Stendal l Wer die Grundrechenarten noch fix beherrscht und obendrein auf das Verfahren des Mathematiker-Duos Hare/Niemeyer für die Sitzverteilung anzuwenden versteht, ist derzeit bei der Vorbereitung der neuen Kreistagsperiode eindeutig im Vorteil.

Die Grünen im Landkreis Stendal, die vor der Kommunalwahl vielfach den Aufbruch propagierten, haben da offenbar in entscheidenden Situationen nicht genau aufgepasst.

Dass die Grünen die CDU stärker machen als sie ist und ihren langjährigen Bündnispartner Die Linke schwächen, stand so jedenfalls nicht in ihrem sehr umfangreichen Wahlprogramm.

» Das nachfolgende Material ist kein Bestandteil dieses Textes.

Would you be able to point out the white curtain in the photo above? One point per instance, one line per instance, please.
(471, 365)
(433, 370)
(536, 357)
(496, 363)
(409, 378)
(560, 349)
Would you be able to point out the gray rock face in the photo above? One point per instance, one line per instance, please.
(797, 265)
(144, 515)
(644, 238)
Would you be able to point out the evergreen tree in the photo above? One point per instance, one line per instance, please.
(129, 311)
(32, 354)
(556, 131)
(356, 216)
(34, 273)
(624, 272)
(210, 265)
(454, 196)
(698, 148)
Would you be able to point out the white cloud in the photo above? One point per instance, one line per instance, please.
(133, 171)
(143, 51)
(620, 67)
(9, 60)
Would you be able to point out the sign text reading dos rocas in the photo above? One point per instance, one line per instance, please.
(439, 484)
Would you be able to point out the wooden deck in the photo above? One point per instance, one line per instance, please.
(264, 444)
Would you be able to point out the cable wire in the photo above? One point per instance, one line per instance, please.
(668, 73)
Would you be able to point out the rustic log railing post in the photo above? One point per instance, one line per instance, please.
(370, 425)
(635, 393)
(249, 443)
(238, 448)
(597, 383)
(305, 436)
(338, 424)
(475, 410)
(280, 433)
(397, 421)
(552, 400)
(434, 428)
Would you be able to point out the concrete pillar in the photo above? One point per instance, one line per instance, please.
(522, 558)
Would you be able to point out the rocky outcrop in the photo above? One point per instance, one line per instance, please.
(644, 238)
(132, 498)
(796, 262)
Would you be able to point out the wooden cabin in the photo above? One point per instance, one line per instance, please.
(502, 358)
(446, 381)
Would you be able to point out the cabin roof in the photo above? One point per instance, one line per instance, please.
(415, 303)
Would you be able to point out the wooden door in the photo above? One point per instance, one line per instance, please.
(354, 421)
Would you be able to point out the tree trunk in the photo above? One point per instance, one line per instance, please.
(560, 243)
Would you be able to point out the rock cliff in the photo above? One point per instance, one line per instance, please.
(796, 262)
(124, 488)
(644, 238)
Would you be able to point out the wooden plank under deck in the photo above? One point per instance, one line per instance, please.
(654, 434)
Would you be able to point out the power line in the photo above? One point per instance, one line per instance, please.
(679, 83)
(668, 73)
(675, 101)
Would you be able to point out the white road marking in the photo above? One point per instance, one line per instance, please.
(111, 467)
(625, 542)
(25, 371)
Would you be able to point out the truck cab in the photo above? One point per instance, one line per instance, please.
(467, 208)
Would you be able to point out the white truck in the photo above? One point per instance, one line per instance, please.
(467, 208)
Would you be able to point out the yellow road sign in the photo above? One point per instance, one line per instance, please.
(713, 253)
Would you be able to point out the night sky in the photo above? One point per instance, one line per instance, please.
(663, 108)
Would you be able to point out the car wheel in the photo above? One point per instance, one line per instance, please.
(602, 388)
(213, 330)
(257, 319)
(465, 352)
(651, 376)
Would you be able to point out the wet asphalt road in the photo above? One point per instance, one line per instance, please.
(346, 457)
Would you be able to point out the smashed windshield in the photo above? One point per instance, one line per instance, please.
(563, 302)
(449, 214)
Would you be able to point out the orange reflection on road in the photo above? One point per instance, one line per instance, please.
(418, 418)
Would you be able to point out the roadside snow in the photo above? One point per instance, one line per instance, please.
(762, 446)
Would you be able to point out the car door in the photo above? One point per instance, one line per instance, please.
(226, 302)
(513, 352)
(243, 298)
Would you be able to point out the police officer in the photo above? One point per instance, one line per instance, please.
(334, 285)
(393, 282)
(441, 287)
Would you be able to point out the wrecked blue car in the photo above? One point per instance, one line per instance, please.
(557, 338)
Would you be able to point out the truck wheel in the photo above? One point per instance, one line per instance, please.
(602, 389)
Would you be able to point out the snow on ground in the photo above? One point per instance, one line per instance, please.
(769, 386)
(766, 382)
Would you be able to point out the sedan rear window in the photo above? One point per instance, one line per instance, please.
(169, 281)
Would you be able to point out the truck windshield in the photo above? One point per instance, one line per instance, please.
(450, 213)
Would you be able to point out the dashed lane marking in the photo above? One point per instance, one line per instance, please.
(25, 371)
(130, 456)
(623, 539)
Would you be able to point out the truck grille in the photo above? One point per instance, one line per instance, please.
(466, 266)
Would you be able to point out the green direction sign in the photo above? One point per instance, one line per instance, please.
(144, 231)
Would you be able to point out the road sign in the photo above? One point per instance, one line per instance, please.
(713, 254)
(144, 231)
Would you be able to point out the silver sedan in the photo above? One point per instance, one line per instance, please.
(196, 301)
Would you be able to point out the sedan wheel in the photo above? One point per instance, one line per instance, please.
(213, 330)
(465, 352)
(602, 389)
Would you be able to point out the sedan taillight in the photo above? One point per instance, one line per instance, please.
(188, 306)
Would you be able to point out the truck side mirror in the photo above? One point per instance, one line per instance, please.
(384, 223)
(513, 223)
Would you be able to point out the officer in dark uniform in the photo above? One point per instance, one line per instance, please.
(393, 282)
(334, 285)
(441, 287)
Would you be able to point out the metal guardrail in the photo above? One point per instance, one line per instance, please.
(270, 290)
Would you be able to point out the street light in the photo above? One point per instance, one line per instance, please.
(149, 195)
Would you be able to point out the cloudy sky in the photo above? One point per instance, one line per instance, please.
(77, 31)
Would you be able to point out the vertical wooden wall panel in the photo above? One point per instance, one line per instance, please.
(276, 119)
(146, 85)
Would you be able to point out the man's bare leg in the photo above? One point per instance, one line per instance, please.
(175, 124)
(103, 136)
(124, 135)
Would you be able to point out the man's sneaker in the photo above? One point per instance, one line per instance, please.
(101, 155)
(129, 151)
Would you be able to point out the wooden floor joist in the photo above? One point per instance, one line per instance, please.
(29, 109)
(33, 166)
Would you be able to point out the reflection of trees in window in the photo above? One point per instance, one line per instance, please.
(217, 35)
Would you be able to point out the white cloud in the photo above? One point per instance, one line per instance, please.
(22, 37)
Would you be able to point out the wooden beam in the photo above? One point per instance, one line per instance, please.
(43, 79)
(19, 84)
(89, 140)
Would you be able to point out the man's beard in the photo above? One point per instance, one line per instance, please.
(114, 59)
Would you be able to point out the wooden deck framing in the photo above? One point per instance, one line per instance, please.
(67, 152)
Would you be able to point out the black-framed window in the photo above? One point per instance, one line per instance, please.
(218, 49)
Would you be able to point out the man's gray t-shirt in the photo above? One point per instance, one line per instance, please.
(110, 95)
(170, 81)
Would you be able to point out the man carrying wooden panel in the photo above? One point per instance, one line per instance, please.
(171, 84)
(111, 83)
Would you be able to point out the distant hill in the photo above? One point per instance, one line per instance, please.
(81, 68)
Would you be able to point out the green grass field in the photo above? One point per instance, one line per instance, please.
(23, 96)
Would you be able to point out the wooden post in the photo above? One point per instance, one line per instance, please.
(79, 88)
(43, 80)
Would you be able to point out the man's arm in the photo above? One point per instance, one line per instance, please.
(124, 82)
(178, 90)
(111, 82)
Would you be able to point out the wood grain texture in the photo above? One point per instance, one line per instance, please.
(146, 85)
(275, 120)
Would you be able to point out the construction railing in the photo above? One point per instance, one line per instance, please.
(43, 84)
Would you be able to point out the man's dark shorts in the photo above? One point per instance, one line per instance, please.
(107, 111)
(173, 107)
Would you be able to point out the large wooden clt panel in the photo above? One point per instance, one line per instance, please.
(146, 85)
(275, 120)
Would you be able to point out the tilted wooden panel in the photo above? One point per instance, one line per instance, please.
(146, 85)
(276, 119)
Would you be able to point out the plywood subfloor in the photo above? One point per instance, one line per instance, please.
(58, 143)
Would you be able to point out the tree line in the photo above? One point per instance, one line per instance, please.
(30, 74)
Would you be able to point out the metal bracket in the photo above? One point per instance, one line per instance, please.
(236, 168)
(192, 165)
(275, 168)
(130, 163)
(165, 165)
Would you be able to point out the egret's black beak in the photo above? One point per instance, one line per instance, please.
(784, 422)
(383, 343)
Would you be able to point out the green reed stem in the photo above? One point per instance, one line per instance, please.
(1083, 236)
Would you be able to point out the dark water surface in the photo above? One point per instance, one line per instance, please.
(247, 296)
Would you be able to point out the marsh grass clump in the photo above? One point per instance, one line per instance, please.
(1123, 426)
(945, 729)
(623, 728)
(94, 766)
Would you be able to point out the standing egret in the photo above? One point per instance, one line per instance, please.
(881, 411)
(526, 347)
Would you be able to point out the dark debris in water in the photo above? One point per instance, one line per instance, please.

Genau das aber könnte jetzt eintreten.

Was ist passiert? Jahrelang bildeten Linke und Grüne eine Fraktionsgemeinschaft im Kreistag, die allem Anschein nach reibungslos funktionierte. Grünen-Ikone Eduard Stapel setzt diese Tradition auch in der neuen Wahlperiode fort, Neueinsteigerin Sylvia Gohsrich spaltet sich davon jedoch ab. Die Parteilose will fraktionslos bleiben. Und das hat jetzt Folgen.

Im Kreisausschuss bekäme CDU die Mehrheit

Ausgerechnet in den beiden derzeit wichtigsten Gremien, die der Kreistag bestimmen kann, kippt durch Gohsrichs Abweichen von der bisherigen Linie das Machtverhältnis - zu Gunsten der CDU, zu Lasten der Linken.

Im wichtigsten Ausschuss des Kreistages, dem Kreis-, Vergabe und Personalausschuss, führt die Teil-Rochade der Grünen sogar zur absoluten Mehrheit für die CDU-Vertreter, denn in dem siebenköpfigen Ausschuss bekommen die Christdemokraten neben Landrat Carsten Wulfänger nun drei Sitze. SPD, Linke und Landwirte/FDP erhalten jeweils einen. Wären beide Grünen indes wieder mit den Linken in einer Fraktion, bekäme diese einen Sitz von den Christdemokraten, die beiden größten Fraktionen hätte je zwei Sitze. Linke, SPD und Landwirte/FDP könnten bei Bedarf die beiden CDU-Vertreter und den Landrat überstimmen.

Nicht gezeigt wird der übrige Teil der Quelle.